We have to see this president and his campaign, whether legitimate or not, (Russia are you out there listening?) through the eyes of America’s bizarre last 300 years as a social experiment. Last year Kurt Andersen released the book Fantasyland, in which he said, “Americans have given ourselves over to all kinds of magical thinking, anything-goes relativism, and belief in fanciful explanation, small and large fantasies that console or thrill or terrify us. And most of us haven’t realized how far-reaching our strange new normal has become. ”
I think Andersen actually goes way too easy on America, giving equal blame to the left and right. I think there is a far simpler reasoning here. A country that fed its people on a diet of supersized Coca-Cola and McDonald’s, that effectively developed an industry around fake stories called movie & TV culture, they think they have a problem with fake news when they basically invented it. Industrializing PR culture, enabling people to carry weapons where and however they want, that has the worse Gini coefficient score in the world. The US has had two Hollywood stars run for office before Trump came along, but they are unable to look in the mirror and reflect collectively as a whole.
That set aside, Trump is the Frankenstein that has emerged from the very swamp he wanted to clear. He is the creation of all these indicators that have emerged. We cannot blame him; it was ok for the world to snack on American culture for the last 100 years, but now we don’t want it? Did it get too close to the bone for us? Now Harrison Ford from Air Force One (1997) doesn’t want to step in and save the world, at least Trump has “the biggest nuclear button in the world” to save us all. He might be the 45th American president of the U.S. but to me, he is the first true reflection of American culture up close, intimate, warts and all for the world to see.

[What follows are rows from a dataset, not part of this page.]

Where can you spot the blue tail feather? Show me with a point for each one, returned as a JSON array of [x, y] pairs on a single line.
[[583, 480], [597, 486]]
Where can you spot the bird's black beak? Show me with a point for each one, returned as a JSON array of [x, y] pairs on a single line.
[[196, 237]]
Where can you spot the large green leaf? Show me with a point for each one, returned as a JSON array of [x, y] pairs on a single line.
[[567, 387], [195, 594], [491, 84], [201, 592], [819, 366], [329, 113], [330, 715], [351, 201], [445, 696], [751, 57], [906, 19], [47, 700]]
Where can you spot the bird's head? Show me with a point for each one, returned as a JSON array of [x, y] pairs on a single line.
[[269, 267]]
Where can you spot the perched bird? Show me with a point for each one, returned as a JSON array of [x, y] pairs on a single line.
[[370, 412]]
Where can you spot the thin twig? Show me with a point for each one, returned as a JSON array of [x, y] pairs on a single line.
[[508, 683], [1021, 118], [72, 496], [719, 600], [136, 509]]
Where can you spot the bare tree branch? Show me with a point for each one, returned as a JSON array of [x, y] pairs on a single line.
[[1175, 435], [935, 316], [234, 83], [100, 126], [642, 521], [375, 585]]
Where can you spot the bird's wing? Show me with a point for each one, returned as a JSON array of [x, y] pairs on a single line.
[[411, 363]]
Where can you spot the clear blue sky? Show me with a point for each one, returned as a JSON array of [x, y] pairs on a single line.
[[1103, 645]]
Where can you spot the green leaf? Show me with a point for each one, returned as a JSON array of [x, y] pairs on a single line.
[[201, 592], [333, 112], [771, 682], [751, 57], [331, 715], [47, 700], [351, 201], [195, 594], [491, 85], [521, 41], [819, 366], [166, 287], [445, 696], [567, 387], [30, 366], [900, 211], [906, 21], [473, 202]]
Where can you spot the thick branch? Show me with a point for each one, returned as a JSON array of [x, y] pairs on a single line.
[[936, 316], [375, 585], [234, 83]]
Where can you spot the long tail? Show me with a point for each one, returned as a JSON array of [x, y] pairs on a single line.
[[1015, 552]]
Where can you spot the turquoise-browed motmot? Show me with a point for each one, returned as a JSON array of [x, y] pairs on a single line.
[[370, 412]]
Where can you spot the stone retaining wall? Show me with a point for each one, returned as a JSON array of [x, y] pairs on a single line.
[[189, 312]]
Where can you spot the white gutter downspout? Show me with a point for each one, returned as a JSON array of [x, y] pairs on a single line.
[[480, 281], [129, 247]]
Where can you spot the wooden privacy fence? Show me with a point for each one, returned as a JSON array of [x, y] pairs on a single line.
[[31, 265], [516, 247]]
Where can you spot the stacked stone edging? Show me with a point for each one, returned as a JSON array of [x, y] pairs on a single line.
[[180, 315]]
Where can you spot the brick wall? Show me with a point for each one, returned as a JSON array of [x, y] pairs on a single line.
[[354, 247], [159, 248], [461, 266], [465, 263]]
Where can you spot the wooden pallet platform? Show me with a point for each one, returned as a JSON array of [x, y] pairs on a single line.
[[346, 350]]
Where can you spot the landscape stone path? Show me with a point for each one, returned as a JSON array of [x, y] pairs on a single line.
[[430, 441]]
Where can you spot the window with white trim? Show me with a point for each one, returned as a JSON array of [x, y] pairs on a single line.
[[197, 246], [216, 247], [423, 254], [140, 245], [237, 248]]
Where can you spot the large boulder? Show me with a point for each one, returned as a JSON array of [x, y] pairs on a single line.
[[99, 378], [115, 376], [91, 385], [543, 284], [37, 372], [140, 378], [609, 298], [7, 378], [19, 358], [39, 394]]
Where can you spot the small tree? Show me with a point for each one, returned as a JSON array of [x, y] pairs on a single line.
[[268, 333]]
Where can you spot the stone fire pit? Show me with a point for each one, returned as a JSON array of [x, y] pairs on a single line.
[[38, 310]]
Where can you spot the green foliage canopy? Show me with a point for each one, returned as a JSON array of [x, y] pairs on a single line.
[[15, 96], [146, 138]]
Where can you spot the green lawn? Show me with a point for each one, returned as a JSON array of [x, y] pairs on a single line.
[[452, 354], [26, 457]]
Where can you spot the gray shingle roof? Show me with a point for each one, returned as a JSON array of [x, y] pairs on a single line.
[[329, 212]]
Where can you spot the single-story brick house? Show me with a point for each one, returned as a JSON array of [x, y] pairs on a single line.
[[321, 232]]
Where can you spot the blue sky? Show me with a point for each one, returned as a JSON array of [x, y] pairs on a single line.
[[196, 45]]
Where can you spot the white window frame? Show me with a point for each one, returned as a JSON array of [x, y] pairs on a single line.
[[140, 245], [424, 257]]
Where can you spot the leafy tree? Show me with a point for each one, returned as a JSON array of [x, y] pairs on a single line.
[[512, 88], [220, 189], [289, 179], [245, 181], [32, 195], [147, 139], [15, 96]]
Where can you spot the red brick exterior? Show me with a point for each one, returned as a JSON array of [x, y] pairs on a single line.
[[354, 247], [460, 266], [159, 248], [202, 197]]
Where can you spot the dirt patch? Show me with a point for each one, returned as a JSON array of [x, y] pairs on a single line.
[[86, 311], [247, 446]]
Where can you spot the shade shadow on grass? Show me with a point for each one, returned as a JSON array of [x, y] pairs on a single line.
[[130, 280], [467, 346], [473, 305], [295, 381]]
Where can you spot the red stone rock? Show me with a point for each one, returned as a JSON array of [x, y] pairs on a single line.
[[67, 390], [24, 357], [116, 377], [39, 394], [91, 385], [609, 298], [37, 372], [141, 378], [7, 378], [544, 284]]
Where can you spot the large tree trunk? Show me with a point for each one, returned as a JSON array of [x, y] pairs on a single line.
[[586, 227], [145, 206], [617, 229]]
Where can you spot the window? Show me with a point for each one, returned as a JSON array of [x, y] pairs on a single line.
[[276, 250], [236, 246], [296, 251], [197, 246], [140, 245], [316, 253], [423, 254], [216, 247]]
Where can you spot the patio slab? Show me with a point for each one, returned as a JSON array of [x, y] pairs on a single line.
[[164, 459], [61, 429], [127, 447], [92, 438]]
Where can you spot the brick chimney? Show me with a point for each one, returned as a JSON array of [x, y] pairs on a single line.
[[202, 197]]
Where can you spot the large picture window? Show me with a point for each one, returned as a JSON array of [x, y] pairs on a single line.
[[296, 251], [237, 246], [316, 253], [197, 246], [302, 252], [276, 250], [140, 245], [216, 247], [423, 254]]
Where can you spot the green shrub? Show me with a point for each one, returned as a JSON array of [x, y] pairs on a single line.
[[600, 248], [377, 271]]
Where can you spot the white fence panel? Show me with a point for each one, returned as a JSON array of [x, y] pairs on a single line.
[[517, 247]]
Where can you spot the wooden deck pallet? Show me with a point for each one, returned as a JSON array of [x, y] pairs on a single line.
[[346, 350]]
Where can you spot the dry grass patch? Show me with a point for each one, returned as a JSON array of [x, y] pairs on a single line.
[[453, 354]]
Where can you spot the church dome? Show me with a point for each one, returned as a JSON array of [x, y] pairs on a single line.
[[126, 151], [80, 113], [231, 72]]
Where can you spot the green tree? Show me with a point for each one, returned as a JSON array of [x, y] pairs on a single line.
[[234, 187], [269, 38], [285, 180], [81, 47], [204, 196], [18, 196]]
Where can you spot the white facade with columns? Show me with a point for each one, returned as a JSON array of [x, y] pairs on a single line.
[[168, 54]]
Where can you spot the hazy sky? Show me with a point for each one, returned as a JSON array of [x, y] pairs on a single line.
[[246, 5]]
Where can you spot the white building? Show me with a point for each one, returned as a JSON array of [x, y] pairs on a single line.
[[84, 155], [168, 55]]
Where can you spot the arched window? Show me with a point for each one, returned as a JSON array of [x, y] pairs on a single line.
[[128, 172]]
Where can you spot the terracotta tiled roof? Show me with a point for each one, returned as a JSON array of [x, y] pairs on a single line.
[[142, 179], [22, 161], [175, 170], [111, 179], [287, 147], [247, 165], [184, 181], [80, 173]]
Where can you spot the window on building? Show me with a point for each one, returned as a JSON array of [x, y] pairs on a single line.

“Stars in Hollywood are disgusted…Maybe they’re just wondering why their agent can’t get them a role in the White House saga.”
People talk about his potential neurological problems and the fact that he might be insane, but does it really matter when he has the world’s attention, essentially all he’s ever wanted? This is about an embarrassing and almost compulsive addiction to attention. Stars in Hollywood are disgusted, they gather in small circles at restaurants detesting his actions and pondering over why he acts like this. Maybe they’re just wondering why their agent can’t get them a role in the White House saga. When the #metoo blitz succeeded him in popularity, Trump probably sat in the West Wing pouting and chomping down on a McDonald’s burger made soggy from all his tears.
When he is booted out, whether he is impeached or finishes out his first term, he will be asked at a press conference if he can hold his attention that long; “So you failed on the economy, you failed on immigration, you failed on domestic policy and foreign policy etc. How would you respond to that?” I bet he would answer, “Well at least you tuned in.”